Le sujet a pris effectivement de l’ampleur ces derniers mois, au fur et à mesure que sortaient plusieurs études liant pollution atmosphérique, environnement et santé. "Comment démêler le vrai du faux, comment se faire sa propre idée en prenant connaissance de l’étude Scenarii faite par l’État, d’Index ou de Fos-Epseal ? Dans un premier temps, nous allons nous intéresser à la pollution atmosphérique, afin que tous ceux qui le désireront accèdent à des données fiables et reconnues. Les études ont créé beaucoup de tensions, il est nécessaire aujourd’hui de tout remettre à plat, avant de lancer des actions pertinentes".
Faire le lien entre la population et les acteurs, en ayant la volonté d’améliorer ce qui se fait déjà, c’est le but du SPPPI. "On ne peut pas dire que rien n’est fait, ni que tout est fait : il faut nuancer, tout en prenant en compte les questions et remarques de la population, puisque c’est de sa vie quotidienne qu’il s’agit."

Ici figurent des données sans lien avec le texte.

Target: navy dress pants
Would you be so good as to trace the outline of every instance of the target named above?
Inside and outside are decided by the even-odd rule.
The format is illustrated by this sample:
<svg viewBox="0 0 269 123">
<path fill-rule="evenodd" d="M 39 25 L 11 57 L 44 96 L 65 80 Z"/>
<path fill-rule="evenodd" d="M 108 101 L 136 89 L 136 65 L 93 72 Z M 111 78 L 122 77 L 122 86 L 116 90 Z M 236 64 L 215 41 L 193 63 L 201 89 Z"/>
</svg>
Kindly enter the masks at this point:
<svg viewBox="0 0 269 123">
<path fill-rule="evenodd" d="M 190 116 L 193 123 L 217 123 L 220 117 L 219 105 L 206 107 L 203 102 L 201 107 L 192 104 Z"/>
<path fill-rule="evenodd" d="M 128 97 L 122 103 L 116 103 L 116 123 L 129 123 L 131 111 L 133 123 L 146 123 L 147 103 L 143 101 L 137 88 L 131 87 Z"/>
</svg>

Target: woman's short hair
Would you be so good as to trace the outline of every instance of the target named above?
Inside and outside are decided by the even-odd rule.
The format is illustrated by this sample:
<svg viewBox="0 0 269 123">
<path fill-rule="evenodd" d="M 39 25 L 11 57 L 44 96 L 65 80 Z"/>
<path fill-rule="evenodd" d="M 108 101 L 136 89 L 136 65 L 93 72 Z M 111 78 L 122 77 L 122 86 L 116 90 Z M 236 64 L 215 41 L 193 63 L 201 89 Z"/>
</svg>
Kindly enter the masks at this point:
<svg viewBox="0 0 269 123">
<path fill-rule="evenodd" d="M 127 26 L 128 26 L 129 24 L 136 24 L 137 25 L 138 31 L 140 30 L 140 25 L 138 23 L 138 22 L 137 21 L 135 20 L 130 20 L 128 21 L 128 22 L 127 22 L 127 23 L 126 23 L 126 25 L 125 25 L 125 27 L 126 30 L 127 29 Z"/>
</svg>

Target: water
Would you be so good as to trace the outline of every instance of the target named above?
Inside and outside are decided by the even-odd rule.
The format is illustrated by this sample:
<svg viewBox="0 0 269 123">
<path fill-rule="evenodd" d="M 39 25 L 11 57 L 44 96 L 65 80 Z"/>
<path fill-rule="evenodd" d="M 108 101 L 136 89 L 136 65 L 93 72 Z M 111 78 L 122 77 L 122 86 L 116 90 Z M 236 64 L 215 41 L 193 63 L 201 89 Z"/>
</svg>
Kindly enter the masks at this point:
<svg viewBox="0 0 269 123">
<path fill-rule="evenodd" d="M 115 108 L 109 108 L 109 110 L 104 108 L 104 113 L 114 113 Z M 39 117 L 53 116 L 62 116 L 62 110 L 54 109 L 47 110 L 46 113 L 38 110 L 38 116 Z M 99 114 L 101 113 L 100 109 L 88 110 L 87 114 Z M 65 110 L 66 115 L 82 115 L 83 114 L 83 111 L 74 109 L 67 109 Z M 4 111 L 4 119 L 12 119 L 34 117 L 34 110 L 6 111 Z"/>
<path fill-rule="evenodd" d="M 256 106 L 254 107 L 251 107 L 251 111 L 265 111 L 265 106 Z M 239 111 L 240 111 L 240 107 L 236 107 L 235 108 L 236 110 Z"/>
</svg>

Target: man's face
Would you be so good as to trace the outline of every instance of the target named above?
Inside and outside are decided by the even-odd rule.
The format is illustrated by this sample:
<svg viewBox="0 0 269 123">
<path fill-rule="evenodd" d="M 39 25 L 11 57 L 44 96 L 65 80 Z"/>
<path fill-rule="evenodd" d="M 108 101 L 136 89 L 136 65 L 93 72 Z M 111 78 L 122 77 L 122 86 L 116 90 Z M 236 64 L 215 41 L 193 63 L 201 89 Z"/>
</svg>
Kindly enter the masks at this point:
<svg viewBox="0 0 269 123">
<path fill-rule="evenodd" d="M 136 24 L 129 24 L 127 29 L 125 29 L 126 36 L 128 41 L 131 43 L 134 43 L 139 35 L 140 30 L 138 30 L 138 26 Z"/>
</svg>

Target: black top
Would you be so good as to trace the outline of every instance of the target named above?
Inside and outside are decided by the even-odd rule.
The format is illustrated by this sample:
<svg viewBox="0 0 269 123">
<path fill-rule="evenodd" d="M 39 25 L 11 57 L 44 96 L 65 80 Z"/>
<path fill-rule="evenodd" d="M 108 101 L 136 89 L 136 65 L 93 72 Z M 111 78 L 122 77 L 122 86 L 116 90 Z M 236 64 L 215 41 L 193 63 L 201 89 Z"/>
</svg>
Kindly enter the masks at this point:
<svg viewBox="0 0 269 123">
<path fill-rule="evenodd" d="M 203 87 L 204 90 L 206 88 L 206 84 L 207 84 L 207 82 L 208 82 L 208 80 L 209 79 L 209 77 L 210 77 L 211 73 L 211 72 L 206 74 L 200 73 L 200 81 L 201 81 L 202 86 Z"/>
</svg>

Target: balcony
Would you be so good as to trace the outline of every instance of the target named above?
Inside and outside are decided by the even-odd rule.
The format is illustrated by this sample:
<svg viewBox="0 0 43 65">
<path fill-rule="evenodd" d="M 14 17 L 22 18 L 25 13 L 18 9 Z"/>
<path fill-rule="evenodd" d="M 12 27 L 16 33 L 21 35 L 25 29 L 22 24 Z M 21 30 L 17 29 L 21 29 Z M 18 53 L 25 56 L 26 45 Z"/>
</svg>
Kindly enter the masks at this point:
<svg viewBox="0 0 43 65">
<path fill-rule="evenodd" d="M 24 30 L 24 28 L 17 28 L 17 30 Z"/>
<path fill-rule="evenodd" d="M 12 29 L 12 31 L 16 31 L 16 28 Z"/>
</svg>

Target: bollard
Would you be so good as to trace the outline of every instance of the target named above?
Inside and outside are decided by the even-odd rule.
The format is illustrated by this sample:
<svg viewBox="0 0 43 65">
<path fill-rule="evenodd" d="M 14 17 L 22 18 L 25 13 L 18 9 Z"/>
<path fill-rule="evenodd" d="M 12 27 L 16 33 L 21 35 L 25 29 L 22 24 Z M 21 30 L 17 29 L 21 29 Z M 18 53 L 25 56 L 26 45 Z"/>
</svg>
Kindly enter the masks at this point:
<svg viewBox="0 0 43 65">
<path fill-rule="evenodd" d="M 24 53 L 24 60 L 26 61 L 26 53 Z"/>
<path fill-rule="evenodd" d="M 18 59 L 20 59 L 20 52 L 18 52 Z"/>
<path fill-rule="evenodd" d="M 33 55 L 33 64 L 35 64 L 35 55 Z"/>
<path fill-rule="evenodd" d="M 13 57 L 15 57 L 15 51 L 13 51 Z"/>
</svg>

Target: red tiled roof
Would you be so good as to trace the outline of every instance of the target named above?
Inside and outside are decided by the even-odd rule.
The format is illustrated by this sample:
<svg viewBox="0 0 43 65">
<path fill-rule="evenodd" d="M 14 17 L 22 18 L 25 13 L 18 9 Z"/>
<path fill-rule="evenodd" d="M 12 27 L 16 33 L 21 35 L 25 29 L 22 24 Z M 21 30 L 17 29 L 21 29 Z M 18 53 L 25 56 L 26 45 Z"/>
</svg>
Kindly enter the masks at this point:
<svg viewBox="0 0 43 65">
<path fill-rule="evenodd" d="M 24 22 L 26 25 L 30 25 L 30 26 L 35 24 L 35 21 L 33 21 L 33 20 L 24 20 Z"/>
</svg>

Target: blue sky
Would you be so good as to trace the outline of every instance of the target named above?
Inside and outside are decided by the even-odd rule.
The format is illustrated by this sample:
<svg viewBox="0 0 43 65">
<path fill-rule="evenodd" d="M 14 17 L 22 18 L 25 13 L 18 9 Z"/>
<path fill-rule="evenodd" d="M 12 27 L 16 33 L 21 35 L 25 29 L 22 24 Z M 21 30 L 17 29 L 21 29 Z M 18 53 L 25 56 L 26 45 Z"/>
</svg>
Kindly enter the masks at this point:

Puisque chaque étude a apporté ses propres conclusions, notamment sur quatre types de polluants à surveiller selon Scenarii, l’essentiel est maintenant d’en tirer la quintessence. "Un comité de pilotage a été formé, qui va mettre en forme ces propositions. Les associations ADPLGLF, Fare-sud et Eco-Relais, la Métropole, les mairies de Vitrolles et Fos-sur-Mer, La Dreal Paca et l’agence régionale de santé, le Groupement maritime et industriel de Fos, la CGT et FO, le Cerege, Atmosud et le Grand port maritime de Marseille en font partie. " Objectif : "instaurer un dialogue constructif, impulser de nouvelles actions, offrir une information fiable et indépendante, puisque chaque collège finance le SPPPI à parts égales".
Une série de réunions et de rencontres sera organisée dès 2019.